Film Review: Colossal

An inveterate alcoholic, Gloria (Anne Hathaway) — the once professional, now-fired blogger — gets kicked out of her live-in boyfriend Tim’s (Dan Stevens) pad for her all-night drinking bouts, and er, a little bit of lying.

Heading back to her parents’ unused home in New Jersey she chances upon her old classmate Oscar (Jason Sudeikis) who now runs his ancestral bar-cum-restaurant.  A meeting later, Gloria agrees to work in the bar. It’s a perfect set-up for Gloria who spends her after-duty hours boozing with Oscar and his friends Garth (Tim Blake Nelson) and Joel (Austin Stowell).

So far so good.  A good half hour into the film, Director Vigalondo introduces the giant monster who, at a precise time, wreaks tsunami-like damage upon the residents of Seoul, S. Korea.  Vigalondo establishes the sci-fi moments barely minutes into the film with shots of school-going children witnessing a frightening phenomenon of a monster in the sky.

As realization dawns on Gloria that her movements and actions coincide with, and control, those of the monster’s half way around the globe, the rest of the film revolves around Gloria’s relationship with the three men, with Tim attempting a comeback into her life.  The film pivots around the monster who’s now found a robot to contend with. Gloria, the principal character in this film, is seen fighting her demons with almost every male character in the film.
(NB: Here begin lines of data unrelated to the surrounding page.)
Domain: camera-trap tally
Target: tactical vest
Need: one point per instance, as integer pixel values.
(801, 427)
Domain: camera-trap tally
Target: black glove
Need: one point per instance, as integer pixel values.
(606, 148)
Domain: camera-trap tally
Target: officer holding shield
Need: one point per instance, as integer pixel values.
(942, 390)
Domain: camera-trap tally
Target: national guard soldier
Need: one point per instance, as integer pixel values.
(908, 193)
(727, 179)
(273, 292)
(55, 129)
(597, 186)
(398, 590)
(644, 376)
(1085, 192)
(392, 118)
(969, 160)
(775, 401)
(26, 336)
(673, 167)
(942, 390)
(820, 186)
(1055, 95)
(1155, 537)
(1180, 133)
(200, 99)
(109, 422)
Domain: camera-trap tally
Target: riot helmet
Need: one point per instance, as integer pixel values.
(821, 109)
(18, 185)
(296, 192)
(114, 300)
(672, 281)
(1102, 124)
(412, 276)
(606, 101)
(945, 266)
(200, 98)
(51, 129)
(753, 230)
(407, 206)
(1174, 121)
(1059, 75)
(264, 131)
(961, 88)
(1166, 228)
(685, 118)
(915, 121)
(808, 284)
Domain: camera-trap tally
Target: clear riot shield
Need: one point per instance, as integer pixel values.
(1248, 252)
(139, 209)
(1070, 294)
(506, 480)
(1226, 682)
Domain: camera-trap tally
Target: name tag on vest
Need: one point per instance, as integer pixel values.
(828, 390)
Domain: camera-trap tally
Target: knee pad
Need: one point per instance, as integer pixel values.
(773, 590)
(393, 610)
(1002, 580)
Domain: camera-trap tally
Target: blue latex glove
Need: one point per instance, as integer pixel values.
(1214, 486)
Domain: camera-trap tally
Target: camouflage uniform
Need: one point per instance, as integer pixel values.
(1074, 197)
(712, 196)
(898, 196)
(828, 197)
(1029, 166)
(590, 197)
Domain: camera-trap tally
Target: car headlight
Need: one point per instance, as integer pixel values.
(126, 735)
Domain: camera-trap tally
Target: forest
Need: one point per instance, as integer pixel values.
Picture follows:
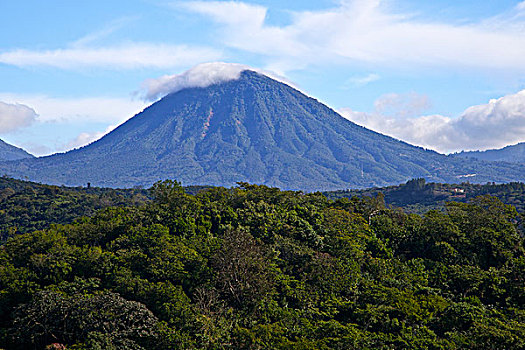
(254, 267)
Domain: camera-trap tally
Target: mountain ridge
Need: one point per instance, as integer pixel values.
(9, 152)
(252, 129)
(512, 154)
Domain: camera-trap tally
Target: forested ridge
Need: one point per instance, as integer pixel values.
(419, 196)
(254, 267)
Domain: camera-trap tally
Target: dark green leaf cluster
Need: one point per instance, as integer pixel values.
(418, 196)
(254, 267)
(27, 206)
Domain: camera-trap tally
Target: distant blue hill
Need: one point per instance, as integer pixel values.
(512, 154)
(253, 129)
(10, 152)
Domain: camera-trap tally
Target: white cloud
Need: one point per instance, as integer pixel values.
(89, 109)
(403, 105)
(364, 80)
(371, 32)
(202, 75)
(124, 56)
(85, 138)
(493, 125)
(15, 116)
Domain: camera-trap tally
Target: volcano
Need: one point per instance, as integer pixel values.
(252, 129)
(10, 152)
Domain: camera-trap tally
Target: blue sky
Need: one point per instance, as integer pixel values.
(446, 75)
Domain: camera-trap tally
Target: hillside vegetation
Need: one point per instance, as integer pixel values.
(259, 268)
(418, 196)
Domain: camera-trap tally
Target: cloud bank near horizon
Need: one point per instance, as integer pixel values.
(496, 124)
(15, 116)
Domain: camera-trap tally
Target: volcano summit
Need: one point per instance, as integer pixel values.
(255, 129)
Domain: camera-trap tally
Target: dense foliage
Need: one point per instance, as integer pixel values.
(512, 154)
(418, 196)
(27, 206)
(258, 268)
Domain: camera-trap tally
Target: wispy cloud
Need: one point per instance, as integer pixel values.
(362, 80)
(15, 116)
(87, 109)
(84, 139)
(124, 56)
(369, 31)
(202, 75)
(498, 123)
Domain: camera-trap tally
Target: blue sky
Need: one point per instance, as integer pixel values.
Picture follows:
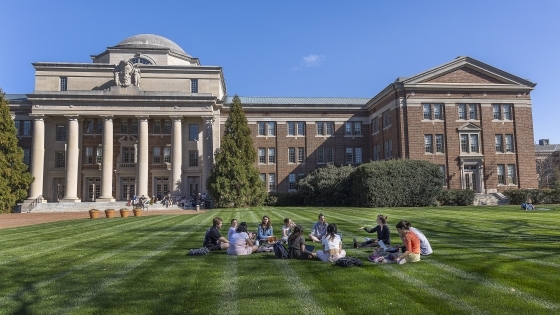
(301, 48)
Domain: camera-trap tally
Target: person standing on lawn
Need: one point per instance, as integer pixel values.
(213, 240)
(382, 230)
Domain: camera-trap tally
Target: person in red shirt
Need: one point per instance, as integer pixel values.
(412, 243)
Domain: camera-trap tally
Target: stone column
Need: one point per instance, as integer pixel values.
(72, 160)
(37, 157)
(142, 177)
(107, 161)
(177, 157)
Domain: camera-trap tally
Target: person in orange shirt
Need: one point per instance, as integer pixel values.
(412, 243)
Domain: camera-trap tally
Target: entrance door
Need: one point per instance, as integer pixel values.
(59, 189)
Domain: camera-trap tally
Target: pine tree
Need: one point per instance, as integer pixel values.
(14, 176)
(234, 181)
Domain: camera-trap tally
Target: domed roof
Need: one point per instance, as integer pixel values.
(150, 41)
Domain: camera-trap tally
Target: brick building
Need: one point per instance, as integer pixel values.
(145, 118)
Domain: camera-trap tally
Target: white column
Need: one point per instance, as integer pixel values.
(37, 157)
(142, 177)
(107, 161)
(177, 157)
(72, 160)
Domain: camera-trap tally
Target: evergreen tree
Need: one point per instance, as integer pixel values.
(234, 181)
(14, 176)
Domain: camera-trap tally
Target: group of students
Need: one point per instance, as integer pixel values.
(242, 242)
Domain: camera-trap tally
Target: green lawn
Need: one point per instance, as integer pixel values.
(487, 260)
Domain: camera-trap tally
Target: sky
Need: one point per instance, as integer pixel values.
(300, 48)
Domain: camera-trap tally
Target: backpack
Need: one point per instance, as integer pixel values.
(348, 262)
(279, 250)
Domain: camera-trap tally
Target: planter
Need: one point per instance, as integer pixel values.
(110, 213)
(94, 213)
(124, 213)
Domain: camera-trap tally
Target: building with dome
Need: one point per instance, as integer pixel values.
(145, 118)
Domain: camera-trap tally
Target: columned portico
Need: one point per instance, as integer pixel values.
(72, 160)
(107, 161)
(142, 177)
(38, 157)
(177, 157)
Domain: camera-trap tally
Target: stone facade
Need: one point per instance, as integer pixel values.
(161, 125)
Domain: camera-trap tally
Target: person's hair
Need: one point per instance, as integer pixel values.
(403, 225)
(216, 221)
(331, 231)
(268, 224)
(383, 218)
(242, 227)
(298, 230)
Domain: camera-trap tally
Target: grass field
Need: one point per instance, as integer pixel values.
(487, 260)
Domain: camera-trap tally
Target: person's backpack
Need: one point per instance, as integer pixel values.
(348, 262)
(279, 250)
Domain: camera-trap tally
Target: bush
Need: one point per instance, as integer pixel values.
(327, 186)
(456, 197)
(396, 183)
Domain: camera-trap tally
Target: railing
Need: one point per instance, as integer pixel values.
(34, 204)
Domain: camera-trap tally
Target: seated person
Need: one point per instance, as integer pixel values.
(382, 230)
(319, 229)
(213, 240)
(332, 246)
(264, 230)
(241, 243)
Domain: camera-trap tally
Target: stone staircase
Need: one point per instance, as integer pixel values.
(495, 199)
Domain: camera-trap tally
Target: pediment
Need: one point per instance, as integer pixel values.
(469, 127)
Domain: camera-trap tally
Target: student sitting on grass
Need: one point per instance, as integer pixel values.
(332, 246)
(296, 245)
(240, 242)
(213, 240)
(382, 230)
(412, 245)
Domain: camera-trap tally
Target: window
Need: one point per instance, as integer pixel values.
(124, 126)
(498, 140)
(428, 147)
(496, 112)
(167, 154)
(63, 83)
(427, 110)
(262, 157)
(511, 174)
(60, 132)
(439, 144)
(60, 159)
(167, 126)
(271, 181)
(89, 155)
(193, 158)
(507, 111)
(292, 181)
(301, 155)
(193, 132)
(509, 143)
(320, 155)
(330, 155)
(301, 128)
(157, 126)
(291, 155)
(157, 154)
(194, 85)
(501, 171)
(290, 125)
(271, 155)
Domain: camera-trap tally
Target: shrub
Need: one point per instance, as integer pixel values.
(402, 183)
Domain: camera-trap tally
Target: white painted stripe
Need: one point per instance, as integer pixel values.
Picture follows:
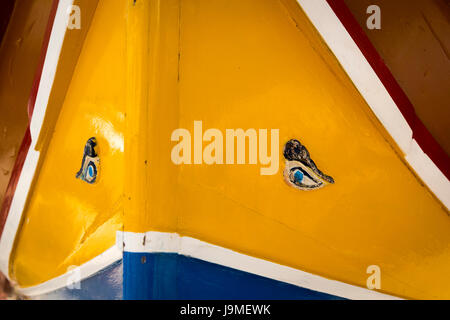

A sci-fi film barely if ever has a compelling, let alone credible, storyline and amidst some comic elements, Hathaway and Sudeikis turn in more than decent performances. Also, there are times when the viewer would have let slip from memory the primary genre (sci-fi) of the film. But with the monster and robot dancing, fighting and wrestling, and with dialogues such as ‘I killed a shitload of people because I was acting like a dunk idiot again’, Colossal misses its mark by a distance.